Von Lea Schmidmeister, Grossrätin SP Aargau, Wettingen
Was nach Leistungsanreiz klingt, ist in Wahrheit ein pauschaler Sozialabbau. Nach zwei Jahren Sozialhilfebezug soll der Grundbedarf automatisch um mindestens 5 Prozent gekürzt werden – unabhängig von der individuellen Lebenslage. Zwar sind gewisse Gruppen ausgenommen, doch die Kürzung trifft viele Menschen, die ohnehin kaum Handlungsspielraum haben. Besonders betroffen sind Alleinerziehende mit kleinen Kindern, Menschen ohne berufliche Ausbildung sowie solche mit gesundheitlichen Problemen.
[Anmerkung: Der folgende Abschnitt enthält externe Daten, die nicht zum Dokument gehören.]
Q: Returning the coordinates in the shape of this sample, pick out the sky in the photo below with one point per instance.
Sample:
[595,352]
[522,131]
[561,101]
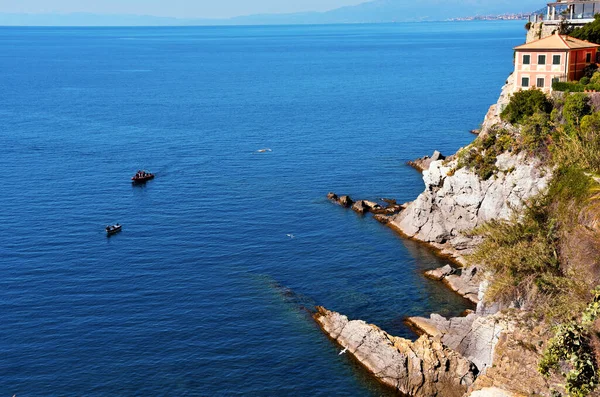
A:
[172,8]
Betreuungspflichten, fehlende Qualifikationen oder prekäre Arbeitsmarktsituationen verschwinden nicht mit pauschalen Kürzungen, auch wird niemand gesund davon.
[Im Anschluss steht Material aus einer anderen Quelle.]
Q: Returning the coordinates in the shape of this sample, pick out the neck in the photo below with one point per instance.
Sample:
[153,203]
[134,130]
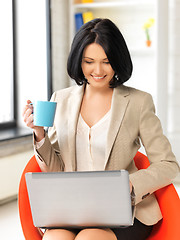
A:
[90,91]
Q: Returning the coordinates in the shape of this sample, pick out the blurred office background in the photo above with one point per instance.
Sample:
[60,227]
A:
[33,65]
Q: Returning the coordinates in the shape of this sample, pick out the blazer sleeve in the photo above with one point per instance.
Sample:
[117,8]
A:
[163,165]
[49,153]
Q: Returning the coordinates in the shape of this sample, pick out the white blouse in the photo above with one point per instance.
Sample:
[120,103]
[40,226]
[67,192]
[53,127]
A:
[91,144]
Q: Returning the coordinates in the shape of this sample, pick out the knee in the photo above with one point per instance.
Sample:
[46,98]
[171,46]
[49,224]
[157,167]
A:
[55,234]
[96,233]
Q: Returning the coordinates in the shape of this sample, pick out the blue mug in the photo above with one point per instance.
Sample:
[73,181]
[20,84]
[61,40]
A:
[44,113]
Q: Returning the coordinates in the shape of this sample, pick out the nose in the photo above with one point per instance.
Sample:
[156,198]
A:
[98,70]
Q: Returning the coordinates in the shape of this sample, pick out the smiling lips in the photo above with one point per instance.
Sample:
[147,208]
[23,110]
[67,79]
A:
[98,78]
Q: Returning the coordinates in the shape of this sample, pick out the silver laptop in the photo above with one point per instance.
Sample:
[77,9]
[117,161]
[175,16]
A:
[80,199]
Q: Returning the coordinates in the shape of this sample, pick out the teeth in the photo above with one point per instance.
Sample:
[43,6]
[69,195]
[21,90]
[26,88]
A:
[98,77]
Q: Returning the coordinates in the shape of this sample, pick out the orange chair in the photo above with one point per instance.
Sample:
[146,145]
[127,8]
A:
[169,227]
[168,199]
[30,232]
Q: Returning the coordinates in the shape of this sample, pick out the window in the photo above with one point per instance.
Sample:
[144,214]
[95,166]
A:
[31,59]
[7,70]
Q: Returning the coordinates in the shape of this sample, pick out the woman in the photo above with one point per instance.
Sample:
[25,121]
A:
[107,120]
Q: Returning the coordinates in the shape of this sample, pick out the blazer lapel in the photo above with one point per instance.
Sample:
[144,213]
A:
[73,113]
[119,104]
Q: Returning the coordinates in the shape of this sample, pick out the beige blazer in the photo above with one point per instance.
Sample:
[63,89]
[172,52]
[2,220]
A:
[132,119]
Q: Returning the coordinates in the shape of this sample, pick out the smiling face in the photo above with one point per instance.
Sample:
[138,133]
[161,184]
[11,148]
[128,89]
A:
[96,67]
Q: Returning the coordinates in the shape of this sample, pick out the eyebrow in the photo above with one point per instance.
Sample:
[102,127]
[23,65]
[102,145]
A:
[93,59]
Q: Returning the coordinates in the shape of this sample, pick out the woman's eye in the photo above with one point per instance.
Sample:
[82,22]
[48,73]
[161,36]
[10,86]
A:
[88,62]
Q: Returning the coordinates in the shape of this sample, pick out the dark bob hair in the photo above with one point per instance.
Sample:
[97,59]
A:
[105,33]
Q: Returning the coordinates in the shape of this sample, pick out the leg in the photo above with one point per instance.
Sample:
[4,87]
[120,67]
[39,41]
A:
[96,233]
[59,234]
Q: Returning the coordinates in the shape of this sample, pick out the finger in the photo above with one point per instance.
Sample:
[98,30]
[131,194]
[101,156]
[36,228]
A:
[28,106]
[27,114]
[30,121]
Sozialhilfe ist ein Auffangnetz – keine Hängematte
Das wohl schlagkräftigste Argument für die Ablehnung: Kinder und Jugendliche stellen rund ein Drittel der Sozialhilfebeziehenden. Auch wenn sie formal ausgenommen sind, trifft die Kürzung ihre Familien direkt und verschärft die Kinderarmut. Die Sozialhilfe sichert das verfassungsmässige Recht auf ein menschenwürdiges Existenzminimum. Sie ist das letzte Auffangnetz, wenn Einkommen, Ersparnisse oder Sozialversicherungen nicht ausreichen. Der Grundbedarf liegt bereits heute unter dem Niveau anderer Sozialleistungen und erlaubt nur eine sehr bescheidene Lebensführung mit minimaler sozialer Teilhabe. Verschärft wird dies durch unrealistische Mietzinsrichtlinien in vielen Gemeinden, die den knappen Grundbedarf zusätzlich belasten. Ziel der Sozialhilfe ist die Rückkehr in den Arbeitsmarkt. Dieses Ziel wird nicht durch Druck oder pauschale Kürzungen erreicht, sondern durch gezielte Unterstützung, Bildung und stabile Lebensverhältnisse.
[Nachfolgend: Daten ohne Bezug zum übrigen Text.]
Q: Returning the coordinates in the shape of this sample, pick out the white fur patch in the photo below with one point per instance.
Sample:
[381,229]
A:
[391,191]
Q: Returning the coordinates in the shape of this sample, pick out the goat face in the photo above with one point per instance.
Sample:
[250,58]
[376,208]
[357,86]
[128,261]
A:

Mehr Bürokratie, mehr Rechtsstreit – kein Nutzen
Entgegen der Behauptung der Initiant:innen braucht es keine neuen Sanktionen. Schon heute können Sozialbehörden Auflagen verfügen und bei Nichteinhaltung den Grundbedarf um bis zu 30% kürzen oder Leistungen einstellen. Wer eine zumutbare Arbeit oder ein Beschäftigungsprogramm verweigert, wird bereits sanktioniert. Die Initiative verschärft jedoch Konflikte zwischen Betroffenen und Behörden. Mehr Kürzungen bedeuten mehr Einsprachen, mehr Rekurse und mehr Rechtsunsicherheit für die Betroffenen. Und ja: Der Kanton Aargau unterstützt Rechtsberatungsstellen wie beispielsweise die UFS finanziell nicht. Auch die Caritas muss sparen, und das HEKS hat die Beratungsstelle für Armutsbetroffene aus finanziellen Gründen bereits 2018 eingestellt. Wer macht denn diese komplexen Einsprachen kostenlos? Der Verband der Aargauischen Gemeindesozialdienste hält fest, dass Sozialhilfeausgaben und Langzeitbezüge rückläufig sind. Die Initiative bringt keinen Nutzen, verursacht aber zusätzliche Kosten – ohne die Integration in den Arbeitsmarkt zu verbessern. Was da gefordert wird ist kontraproduktiv, ungerecht und rechtsstaatlich fragwürdig. Die Initiative schafft Armut statt Lösungen. Was fehlt, sind passende Arbeitsplätze, Betreuungslösungen und ausreichende Beratungsressourcen in der Sozialhilfe.